暗くて変な曲しかつくらない人、と思っていた細野晴臣に、この人、実は面白いかも?と興味のベクトルを向かわせた、私にとっては思い出深い作品。なにしろYMOで初めてその存在を知ったわけです。ピコピコ・サウンドに夢中になっていた中学生時代の私は、はっぴいえんどなんてかび臭くて聴いていられなかったし、トロピカル3部作は存在すら知らなかったので興味の持ちようがなかったのですね。平行してクラシックも熱心に聴いていた当時の私にとって、YMOといえばまず教授、そしてユキヒロ、最後にホチョノさんという序列だったのでした。


そんな中「一所懸命つくりました」のコピーがつけられたこのアルバムが登場してきたのです。レンタル屋で「とりあえずYMOの人のソロだから」というだけの理由で借りてきたのですが、針を落としてたちまちノックアウト・・・というわけにはいきませんでした。「やっぱり変な曲ばかりだなあ」というのが第一印象だったと思います。だけど、比較的耳に馴染みやすい「フニクリ・フニクラ」「スポーツ・マン」といった曲をとっかかりとして何度か繰り返して聴いているうちに、最初は「変」と思っていた曲にも少しづつ惹きこまれていきました。独特のユーモアと、茶目っ気というかひとなつっこい感触がどの曲にも共通してあることに気がついたのですね。ここにきてようやく「この人の作品をもっと聴いてみたい」という気持ちが芽生え、今度は「泰安洋行」をレンタル。以後すっかり細野ワールドに夢中になっていったというわけです。

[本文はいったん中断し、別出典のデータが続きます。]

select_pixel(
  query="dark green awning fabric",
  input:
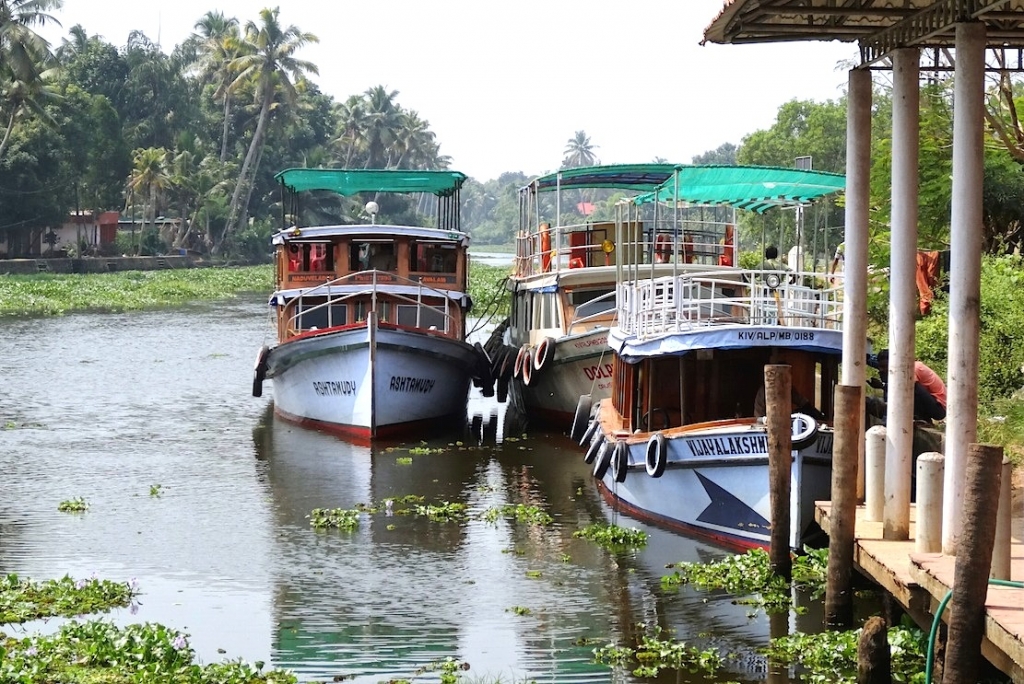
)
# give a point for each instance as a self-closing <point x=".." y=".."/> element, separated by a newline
<point x="350" y="181"/>
<point x="754" y="187"/>
<point x="640" y="177"/>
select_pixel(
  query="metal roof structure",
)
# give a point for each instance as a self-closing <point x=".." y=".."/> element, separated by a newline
<point x="878" y="26"/>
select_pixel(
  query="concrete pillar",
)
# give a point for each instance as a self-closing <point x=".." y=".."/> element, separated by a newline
<point x="965" y="271"/>
<point x="929" y="532"/>
<point x="875" y="475"/>
<point x="858" y="163"/>
<point x="902" y="294"/>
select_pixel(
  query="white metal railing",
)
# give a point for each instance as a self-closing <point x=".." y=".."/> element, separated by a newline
<point x="651" y="307"/>
<point x="372" y="289"/>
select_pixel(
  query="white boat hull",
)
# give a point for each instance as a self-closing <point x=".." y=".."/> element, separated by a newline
<point x="716" y="485"/>
<point x="364" y="384"/>
<point x="582" y="365"/>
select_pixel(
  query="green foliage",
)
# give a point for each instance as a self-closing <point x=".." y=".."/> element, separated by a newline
<point x="1000" y="357"/>
<point x="58" y="293"/>
<point x="339" y="518"/>
<point x="832" y="656"/>
<point x="23" y="600"/>
<point x="750" y="574"/>
<point x="519" y="512"/>
<point x="612" y="537"/>
<point x="652" y="653"/>
<point x="76" y="505"/>
<point x="98" y="651"/>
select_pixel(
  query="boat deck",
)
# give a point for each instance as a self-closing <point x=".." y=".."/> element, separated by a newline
<point x="920" y="581"/>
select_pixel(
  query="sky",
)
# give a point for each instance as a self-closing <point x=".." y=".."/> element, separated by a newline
<point x="505" y="85"/>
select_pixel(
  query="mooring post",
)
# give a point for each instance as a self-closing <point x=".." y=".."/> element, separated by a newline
<point x="1000" y="547"/>
<point x="974" y="559"/>
<point x="873" y="659"/>
<point x="875" y="473"/>
<point x="846" y="453"/>
<point x="778" y="410"/>
<point x="931" y="467"/>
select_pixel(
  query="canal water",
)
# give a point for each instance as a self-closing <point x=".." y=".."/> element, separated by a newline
<point x="198" y="493"/>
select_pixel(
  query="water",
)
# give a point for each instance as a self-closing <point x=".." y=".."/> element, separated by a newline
<point x="105" y="407"/>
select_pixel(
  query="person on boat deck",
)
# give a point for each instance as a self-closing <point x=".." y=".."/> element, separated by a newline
<point x="929" y="390"/>
<point x="800" y="404"/>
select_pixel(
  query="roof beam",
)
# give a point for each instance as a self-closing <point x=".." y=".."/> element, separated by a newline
<point x="934" y="19"/>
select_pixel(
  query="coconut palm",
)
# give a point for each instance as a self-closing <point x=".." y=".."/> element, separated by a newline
<point x="219" y="46"/>
<point x="579" y="152"/>
<point x="267" y="60"/>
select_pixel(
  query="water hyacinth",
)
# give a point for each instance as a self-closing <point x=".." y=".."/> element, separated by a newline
<point x="22" y="600"/>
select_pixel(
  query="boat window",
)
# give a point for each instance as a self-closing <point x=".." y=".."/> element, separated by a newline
<point x="367" y="256"/>
<point x="421" y="316"/>
<point x="589" y="302"/>
<point x="546" y="310"/>
<point x="432" y="257"/>
<point x="315" y="257"/>
<point x="314" y="314"/>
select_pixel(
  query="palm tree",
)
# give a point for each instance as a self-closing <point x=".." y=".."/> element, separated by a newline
<point x="150" y="178"/>
<point x="220" y="45"/>
<point x="268" y="60"/>
<point x="579" y="152"/>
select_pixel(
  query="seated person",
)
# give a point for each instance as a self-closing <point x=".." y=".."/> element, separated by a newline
<point x="929" y="390"/>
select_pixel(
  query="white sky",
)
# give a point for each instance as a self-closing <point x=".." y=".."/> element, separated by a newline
<point x="506" y="85"/>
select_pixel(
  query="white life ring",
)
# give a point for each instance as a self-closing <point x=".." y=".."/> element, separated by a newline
<point x="805" y="431"/>
<point x="620" y="461"/>
<point x="544" y="352"/>
<point x="657" y="455"/>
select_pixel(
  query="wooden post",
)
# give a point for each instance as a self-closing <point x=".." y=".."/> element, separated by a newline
<point x="846" y="453"/>
<point x="875" y="473"/>
<point x="778" y="407"/>
<point x="931" y="466"/>
<point x="974" y="558"/>
<point x="1000" y="548"/>
<point x="873" y="659"/>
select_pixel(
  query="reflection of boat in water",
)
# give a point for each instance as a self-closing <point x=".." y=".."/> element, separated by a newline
<point x="562" y="283"/>
<point x="371" y="317"/>
<point x="679" y="441"/>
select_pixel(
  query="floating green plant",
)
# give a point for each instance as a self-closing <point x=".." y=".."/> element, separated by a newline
<point x="77" y="505"/>
<point x="652" y="653"/>
<point x="751" y="574"/>
<point x="98" y="651"/>
<point x="442" y="512"/>
<point x="341" y="518"/>
<point x="22" y="600"/>
<point x="832" y="656"/>
<point x="612" y="537"/>
<point x="520" y="512"/>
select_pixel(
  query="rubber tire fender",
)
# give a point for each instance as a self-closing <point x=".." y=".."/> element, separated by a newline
<point x="657" y="455"/>
<point x="602" y="460"/>
<point x="621" y="461"/>
<point x="544" y="352"/>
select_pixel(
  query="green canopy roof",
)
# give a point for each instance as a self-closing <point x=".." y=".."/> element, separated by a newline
<point x="350" y="181"/>
<point x="754" y="187"/>
<point x="640" y="177"/>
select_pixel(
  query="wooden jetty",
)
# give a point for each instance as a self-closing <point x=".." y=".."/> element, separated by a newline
<point x="920" y="581"/>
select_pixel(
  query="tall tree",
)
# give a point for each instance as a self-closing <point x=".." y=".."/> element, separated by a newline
<point x="579" y="152"/>
<point x="269" y="60"/>
<point x="220" y="46"/>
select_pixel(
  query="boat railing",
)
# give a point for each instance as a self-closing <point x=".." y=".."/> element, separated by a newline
<point x="379" y="282"/>
<point x="652" y="307"/>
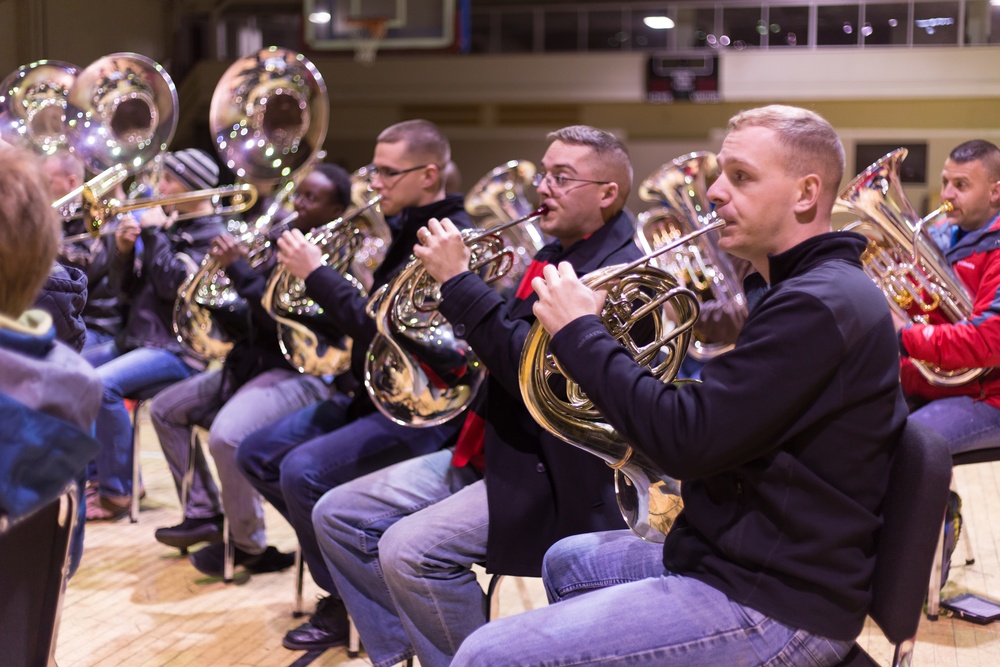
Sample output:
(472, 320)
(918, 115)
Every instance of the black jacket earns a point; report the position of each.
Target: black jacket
(150, 282)
(63, 297)
(103, 311)
(539, 488)
(784, 448)
(345, 306)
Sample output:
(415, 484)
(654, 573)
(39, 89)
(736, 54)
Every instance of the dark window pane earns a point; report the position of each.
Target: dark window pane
(561, 31)
(642, 36)
(516, 29)
(694, 27)
(935, 23)
(479, 26)
(741, 27)
(788, 26)
(605, 31)
(886, 24)
(837, 25)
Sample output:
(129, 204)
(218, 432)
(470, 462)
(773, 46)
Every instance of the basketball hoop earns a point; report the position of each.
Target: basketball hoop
(371, 32)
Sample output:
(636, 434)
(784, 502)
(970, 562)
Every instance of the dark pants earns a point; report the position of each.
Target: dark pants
(296, 459)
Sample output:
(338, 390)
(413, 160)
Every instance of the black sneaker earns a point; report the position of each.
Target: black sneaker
(190, 532)
(211, 560)
(326, 628)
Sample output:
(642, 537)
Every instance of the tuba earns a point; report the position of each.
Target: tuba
(903, 259)
(499, 197)
(680, 187)
(269, 117)
(33, 101)
(356, 238)
(637, 294)
(417, 372)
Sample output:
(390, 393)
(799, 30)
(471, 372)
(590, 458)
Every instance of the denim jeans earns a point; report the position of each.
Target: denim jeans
(666, 619)
(351, 523)
(296, 459)
(966, 423)
(199, 400)
(124, 374)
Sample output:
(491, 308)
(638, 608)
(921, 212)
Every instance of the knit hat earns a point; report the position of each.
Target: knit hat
(192, 167)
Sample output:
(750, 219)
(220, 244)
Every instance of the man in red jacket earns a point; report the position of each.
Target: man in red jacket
(967, 415)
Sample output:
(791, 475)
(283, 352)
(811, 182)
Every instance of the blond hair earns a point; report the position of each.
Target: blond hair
(29, 230)
(812, 143)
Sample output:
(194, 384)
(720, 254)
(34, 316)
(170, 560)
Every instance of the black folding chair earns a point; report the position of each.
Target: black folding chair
(913, 515)
(34, 565)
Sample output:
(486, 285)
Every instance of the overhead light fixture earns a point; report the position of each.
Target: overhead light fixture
(659, 22)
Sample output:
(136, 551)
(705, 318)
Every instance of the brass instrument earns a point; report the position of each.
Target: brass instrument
(499, 197)
(681, 187)
(637, 294)
(121, 113)
(33, 101)
(297, 315)
(415, 342)
(903, 259)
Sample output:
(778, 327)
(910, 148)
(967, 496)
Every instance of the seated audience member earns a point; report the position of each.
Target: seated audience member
(401, 542)
(255, 386)
(784, 448)
(102, 307)
(49, 396)
(298, 458)
(146, 352)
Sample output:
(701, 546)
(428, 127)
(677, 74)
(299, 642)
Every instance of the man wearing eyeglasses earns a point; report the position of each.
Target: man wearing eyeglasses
(400, 543)
(296, 459)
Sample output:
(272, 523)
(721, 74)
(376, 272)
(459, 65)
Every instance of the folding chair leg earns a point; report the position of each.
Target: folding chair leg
(230, 552)
(934, 587)
(297, 611)
(133, 513)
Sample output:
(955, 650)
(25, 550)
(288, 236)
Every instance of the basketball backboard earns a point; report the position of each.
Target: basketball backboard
(350, 25)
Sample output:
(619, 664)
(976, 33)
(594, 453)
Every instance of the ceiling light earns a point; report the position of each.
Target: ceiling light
(659, 22)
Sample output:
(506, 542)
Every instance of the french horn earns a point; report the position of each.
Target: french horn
(417, 371)
(502, 195)
(637, 296)
(269, 119)
(902, 258)
(681, 187)
(33, 100)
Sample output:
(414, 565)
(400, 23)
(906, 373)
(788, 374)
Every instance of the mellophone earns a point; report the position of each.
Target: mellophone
(120, 113)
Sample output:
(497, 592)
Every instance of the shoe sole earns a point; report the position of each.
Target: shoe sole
(185, 541)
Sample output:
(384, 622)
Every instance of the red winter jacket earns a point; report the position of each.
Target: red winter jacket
(970, 344)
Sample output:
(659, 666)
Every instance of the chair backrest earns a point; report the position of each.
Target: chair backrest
(913, 513)
(34, 563)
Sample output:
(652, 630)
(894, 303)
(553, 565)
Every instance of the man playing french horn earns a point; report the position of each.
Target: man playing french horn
(784, 448)
(297, 458)
(255, 386)
(401, 542)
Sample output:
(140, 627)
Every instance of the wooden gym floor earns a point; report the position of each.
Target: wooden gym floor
(136, 602)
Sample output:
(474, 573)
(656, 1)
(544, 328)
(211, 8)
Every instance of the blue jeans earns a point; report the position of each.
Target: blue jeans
(124, 374)
(384, 524)
(200, 400)
(965, 423)
(296, 459)
(665, 619)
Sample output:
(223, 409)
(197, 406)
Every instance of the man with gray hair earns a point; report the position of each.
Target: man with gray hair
(784, 447)
(400, 543)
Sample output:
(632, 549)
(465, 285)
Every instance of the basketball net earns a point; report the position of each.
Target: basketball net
(371, 32)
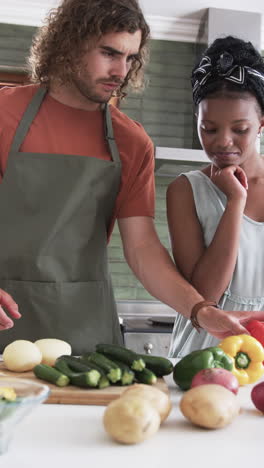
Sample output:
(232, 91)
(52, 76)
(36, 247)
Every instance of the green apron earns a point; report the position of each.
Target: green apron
(54, 213)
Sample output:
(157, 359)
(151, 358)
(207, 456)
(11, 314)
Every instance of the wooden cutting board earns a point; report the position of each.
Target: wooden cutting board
(72, 395)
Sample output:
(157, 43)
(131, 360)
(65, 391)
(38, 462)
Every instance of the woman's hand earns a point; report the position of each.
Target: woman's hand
(222, 323)
(8, 304)
(231, 180)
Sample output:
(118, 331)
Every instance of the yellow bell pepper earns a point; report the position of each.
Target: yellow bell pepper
(7, 393)
(247, 354)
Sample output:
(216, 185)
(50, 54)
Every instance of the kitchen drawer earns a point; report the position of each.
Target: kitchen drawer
(148, 343)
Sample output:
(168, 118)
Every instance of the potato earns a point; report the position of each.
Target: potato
(211, 406)
(131, 420)
(159, 399)
(21, 356)
(51, 349)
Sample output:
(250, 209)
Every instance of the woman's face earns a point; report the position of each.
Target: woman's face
(228, 128)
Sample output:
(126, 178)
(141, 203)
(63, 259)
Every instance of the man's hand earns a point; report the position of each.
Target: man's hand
(222, 323)
(9, 305)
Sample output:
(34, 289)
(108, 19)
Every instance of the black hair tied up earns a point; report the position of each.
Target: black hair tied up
(229, 64)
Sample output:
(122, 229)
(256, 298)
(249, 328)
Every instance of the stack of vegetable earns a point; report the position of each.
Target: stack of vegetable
(107, 365)
(212, 377)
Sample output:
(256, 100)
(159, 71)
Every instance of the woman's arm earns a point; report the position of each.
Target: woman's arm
(7, 303)
(151, 263)
(208, 269)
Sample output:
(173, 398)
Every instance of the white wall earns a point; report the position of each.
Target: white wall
(32, 12)
(192, 7)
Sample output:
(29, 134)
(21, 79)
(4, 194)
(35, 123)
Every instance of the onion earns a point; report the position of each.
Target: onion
(216, 376)
(257, 396)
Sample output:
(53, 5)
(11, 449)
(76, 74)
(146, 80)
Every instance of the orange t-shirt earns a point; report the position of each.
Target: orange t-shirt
(61, 129)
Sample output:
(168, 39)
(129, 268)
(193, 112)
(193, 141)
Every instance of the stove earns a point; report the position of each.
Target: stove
(148, 335)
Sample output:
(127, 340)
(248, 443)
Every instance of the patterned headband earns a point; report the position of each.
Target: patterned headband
(224, 69)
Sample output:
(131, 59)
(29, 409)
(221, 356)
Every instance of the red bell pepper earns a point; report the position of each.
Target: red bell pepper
(256, 329)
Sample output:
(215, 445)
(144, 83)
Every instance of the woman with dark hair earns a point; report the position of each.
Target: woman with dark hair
(71, 165)
(216, 215)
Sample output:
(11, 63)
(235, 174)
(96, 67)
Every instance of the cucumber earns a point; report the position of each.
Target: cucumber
(104, 381)
(87, 378)
(125, 355)
(146, 376)
(113, 372)
(76, 365)
(128, 375)
(50, 374)
(159, 365)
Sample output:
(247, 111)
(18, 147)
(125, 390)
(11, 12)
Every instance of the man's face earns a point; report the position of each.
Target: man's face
(104, 67)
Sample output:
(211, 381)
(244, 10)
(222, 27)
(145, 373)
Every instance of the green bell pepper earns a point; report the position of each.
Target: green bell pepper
(207, 358)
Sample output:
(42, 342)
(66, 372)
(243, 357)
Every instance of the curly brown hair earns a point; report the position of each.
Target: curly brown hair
(58, 46)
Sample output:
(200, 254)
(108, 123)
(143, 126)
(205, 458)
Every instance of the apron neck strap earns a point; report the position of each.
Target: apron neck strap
(109, 134)
(27, 119)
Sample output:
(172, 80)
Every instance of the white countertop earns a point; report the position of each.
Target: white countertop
(67, 436)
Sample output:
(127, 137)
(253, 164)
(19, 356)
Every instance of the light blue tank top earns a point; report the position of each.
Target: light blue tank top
(246, 288)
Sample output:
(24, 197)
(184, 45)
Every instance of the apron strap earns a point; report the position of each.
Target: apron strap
(109, 135)
(27, 119)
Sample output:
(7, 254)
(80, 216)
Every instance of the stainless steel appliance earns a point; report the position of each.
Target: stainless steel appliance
(146, 326)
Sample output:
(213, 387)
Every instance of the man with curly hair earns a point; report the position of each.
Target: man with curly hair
(71, 164)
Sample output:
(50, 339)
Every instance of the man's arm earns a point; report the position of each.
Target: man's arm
(7, 303)
(153, 266)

リマスターされたCDで改めて聴く「フィルハーモニー」は、ぐっと鮮明になった音が新鮮な喜びを与えてくれます。「ホタル」のガムランのような音のキンキンという高音とカタカタする響きの感触が心地よいし、「お誕生会」「エアコン」では細かい音も鮮明に聴こえてくるのがうれしい。ミニマル・ミュージックの方法論を導入しても教授と異なり、スティーヴ・ライヒフィリップ・グラスの影をあまり感じさせないのが面白く、アンビエント的なサウンドを試みても、個々の音の個性が強いのでそうはならない。結局何をやってもポップとしか形容できない音楽になるところが細野晴臣の最大の魅力だと思います。初期のサンプラーであるイミュレイターを使いまくって出来上がったサウンドは太くて温かい。この音色の感触と、ほとんどをプライベート・スタジオであるLDKスタジオで録音された、ということを考えると、実はこのアルバムは「ホソノ・ハウス」パート2だったんだな、と今回のリマスターを聴いてしみじみ思ったのでありました。